You tell me nothing new; you are not the only one that is troubled with wandering thoughts. Our mind is extremely roving; but, as the will is mistress of all our faculties, she must recall them, and carry them to God as their last end.
When the mind, for want of being sufficiently reduced by recollection at our first engaging in devotion, has contracted certain bad habits of wandering and dissipation, they are difficult to overcome, and commonly draw us, even against our wills, to the things of the earth.

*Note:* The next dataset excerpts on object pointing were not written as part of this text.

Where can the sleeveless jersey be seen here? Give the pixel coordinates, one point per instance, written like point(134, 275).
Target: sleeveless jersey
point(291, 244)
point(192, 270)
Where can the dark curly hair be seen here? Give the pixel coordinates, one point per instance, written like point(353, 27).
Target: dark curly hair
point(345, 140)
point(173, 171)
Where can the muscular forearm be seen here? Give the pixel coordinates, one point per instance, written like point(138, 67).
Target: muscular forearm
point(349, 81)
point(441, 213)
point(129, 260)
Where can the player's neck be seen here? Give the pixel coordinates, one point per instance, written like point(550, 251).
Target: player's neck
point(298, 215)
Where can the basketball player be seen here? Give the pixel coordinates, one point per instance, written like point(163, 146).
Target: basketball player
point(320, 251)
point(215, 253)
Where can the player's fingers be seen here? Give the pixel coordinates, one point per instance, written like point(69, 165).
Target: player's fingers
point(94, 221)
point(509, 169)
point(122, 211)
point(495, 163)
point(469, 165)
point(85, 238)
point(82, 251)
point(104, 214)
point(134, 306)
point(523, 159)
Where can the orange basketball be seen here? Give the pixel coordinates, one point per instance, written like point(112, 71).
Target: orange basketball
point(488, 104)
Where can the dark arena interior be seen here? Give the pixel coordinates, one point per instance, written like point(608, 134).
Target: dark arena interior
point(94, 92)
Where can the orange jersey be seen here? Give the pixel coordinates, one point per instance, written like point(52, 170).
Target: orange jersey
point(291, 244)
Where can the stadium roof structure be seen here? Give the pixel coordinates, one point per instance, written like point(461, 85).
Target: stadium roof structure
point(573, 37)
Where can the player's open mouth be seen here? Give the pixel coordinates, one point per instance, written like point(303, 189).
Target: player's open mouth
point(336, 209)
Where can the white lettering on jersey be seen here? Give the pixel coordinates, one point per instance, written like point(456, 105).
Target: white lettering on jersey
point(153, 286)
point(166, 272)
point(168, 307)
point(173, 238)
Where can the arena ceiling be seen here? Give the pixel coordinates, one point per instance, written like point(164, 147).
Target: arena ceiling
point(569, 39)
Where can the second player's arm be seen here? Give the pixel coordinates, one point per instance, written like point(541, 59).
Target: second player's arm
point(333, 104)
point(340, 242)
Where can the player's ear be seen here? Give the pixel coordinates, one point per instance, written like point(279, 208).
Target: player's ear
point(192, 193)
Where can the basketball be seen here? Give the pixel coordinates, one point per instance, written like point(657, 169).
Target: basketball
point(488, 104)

I believe one remedy for this is to confess our faults and to humble ourselves before God. I do not advise you to use multiplicity of words in prayer; many words and long discourses being often the occasions of wandering. Hold yourself in prayer before God like a dumb or paralytic beggar at a rich man's gate. Let it be your business to keep your mind in the presence of the Lord. If it sometimes wander and withdraw itself from Him, do not much disquiet yourself for that: trouble and disquiet serve rather to distract the mind than to recollect it; the will must bring it back in tranquillity. If you persevere in this manner, God will have pity on you.

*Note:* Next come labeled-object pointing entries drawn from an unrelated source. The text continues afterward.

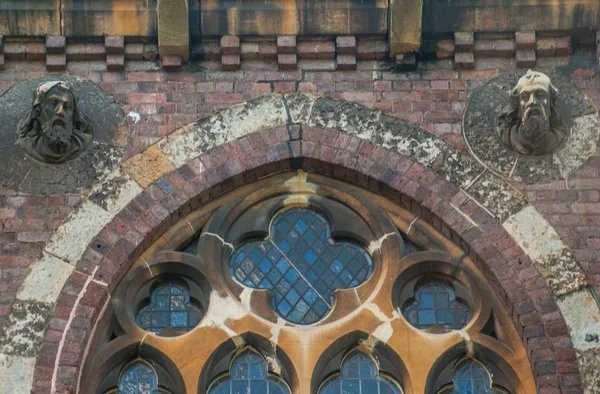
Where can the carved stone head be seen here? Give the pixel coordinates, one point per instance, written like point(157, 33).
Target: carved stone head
point(530, 124)
point(55, 131)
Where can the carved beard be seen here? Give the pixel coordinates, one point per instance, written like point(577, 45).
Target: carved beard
point(58, 133)
point(534, 127)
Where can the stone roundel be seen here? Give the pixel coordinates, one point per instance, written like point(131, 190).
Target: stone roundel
point(109, 129)
point(480, 122)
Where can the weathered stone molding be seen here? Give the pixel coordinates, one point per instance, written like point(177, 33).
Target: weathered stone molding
point(503, 211)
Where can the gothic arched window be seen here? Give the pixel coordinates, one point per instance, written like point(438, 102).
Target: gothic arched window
point(300, 284)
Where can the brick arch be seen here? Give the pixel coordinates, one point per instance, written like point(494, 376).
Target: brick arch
point(156, 188)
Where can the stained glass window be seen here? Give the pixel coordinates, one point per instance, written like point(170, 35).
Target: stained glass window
point(471, 378)
point(138, 378)
point(301, 265)
point(170, 307)
point(248, 375)
point(359, 375)
point(436, 304)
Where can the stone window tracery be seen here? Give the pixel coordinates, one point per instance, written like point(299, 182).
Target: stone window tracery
point(435, 304)
point(138, 377)
point(359, 374)
point(471, 377)
point(170, 308)
point(248, 375)
point(281, 284)
point(301, 264)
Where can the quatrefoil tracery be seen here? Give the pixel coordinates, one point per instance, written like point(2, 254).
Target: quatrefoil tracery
point(301, 265)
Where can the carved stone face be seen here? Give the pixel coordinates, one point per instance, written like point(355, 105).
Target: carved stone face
point(55, 131)
point(530, 125)
point(57, 119)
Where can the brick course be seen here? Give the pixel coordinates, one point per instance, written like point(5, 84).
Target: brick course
point(432, 98)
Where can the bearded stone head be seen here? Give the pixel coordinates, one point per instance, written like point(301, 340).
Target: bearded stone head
point(55, 131)
point(530, 124)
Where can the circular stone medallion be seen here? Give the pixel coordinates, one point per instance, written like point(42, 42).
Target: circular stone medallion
point(109, 129)
point(480, 121)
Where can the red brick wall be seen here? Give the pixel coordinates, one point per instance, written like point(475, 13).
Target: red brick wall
point(434, 98)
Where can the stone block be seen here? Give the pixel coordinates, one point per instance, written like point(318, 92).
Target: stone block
point(170, 62)
point(55, 44)
point(230, 45)
point(545, 47)
point(46, 279)
point(582, 316)
point(371, 50)
point(484, 48)
point(287, 61)
point(406, 62)
point(563, 46)
point(73, 236)
point(346, 45)
point(445, 49)
point(525, 39)
point(15, 51)
point(316, 50)
point(209, 50)
point(504, 48)
point(145, 168)
point(56, 62)
point(267, 51)
point(115, 62)
point(464, 60)
point(526, 58)
point(230, 62)
point(249, 50)
point(115, 45)
point(134, 51)
point(346, 62)
point(464, 42)
point(95, 52)
point(286, 44)
point(150, 52)
point(173, 28)
point(75, 52)
point(35, 51)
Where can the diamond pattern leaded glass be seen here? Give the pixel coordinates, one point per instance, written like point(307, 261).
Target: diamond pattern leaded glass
point(138, 378)
point(301, 264)
point(170, 307)
point(471, 378)
point(435, 304)
point(359, 375)
point(248, 375)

One way to recollect the mind easily in the time of prayer, and preserve it more in tranquillity, is not to let it wander too far at other times. You should keep it strictly in the presence of God; and being accustomed to think of Him often, you will find it easy to keep your mind calm in the time of prayer, or at least to recall it from its wanderings.
I have told you already at large, in my former letters, of the advantages we may draw from this practice of the presence of God. Let us set about it seriously, and pray for one another.